A sustained growth in demand for its cleaning products driven by the novel coronavirus pandemic prompted Procter & Gamble Co to raise for the second time its sale forecast for the full year even though the company warned that the roll out of vaccine across the world could slow down the speed of the sales of its cleaning products.
An 8 per cent growth in its net sales for its second quarter was reported by the Cincinnati based conglomerate which was slower compared to its growth of 9 per cent for its first quarter. Despite the drop in growth rate, it indicated a continuation in the surge in demand for cleaning products because of the pandemic.
Compared to the levels prior to the pandemic, customers in the United States were cleaning and sanitizing 30 per cent more, the conglomerate said. While there was a 15 per cent growth in the usage of paper towels, there was a 20 per cent rise in use of air fresheners and 15 per cent more for dishwasher cycles.
For its home care products, there was a 30 per cent growth in sales for the second quarter as reported by the company. On the other hand, the sales of its items like Downy laundry beads and Tide pods were pushed up by a greater willingness among consumers to pay for more premium brands compared to ordinary store-branded goods.

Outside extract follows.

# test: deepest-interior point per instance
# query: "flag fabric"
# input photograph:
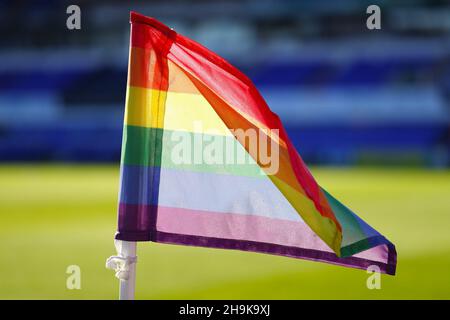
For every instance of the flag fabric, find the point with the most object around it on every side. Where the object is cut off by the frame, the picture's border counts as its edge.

Following a rise of 2.5 per cent, the shares of P&G lost all the gains after executives issued warning a potential drop in sale of cleaning products because of the rollout of Covid-19 vaccines.
“Could there be some reduction in top line growth rates if, God-willing, the situation gets better, and therefore, I need less in my pantry as protection? Yes, that could occur,” finance and operating chief Jon Moeller said.

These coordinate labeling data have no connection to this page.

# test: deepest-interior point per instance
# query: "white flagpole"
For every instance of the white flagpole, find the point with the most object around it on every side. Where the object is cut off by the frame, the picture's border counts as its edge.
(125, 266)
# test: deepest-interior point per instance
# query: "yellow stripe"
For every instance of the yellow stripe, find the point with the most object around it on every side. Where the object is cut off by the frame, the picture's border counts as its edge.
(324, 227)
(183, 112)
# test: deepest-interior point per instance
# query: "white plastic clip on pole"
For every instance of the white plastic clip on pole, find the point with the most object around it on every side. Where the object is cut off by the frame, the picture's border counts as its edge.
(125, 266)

Despite this, the sales growth forecast for the company’s fiscal 2021 was raised by it from a range of 3 per cent and 4 per cent to a range of 5 per cent to 6 per cent primarily based on the strong sale growth in its first quarter.
P&G also raised its growth forecast for core earnings per share from the range of 5 per cent to 8 per cent, as estimated earlier, to 8 per cent to 10 per cent.

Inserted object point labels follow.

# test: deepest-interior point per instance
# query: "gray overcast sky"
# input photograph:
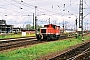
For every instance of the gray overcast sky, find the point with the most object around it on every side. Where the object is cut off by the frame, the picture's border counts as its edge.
(16, 11)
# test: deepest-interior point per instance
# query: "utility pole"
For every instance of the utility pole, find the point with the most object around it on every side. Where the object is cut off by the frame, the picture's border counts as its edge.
(63, 26)
(49, 20)
(35, 21)
(81, 17)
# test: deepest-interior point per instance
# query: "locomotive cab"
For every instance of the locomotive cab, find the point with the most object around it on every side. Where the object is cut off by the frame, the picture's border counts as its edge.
(49, 31)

In the fiscal year of 2021, a program for share buy back of up to $10 billion worth of shares will be implemented by the company which was higher than the $7 billion to $9 billion target that the company had previously set. A potential boost to the company because of any new fiscal stimulus under Joe Biden’s presidency was also pointed at by Moeller.
“It’s a rather uncertain environment, but where stimulus has existed it has helped and more of it will help more,” he said.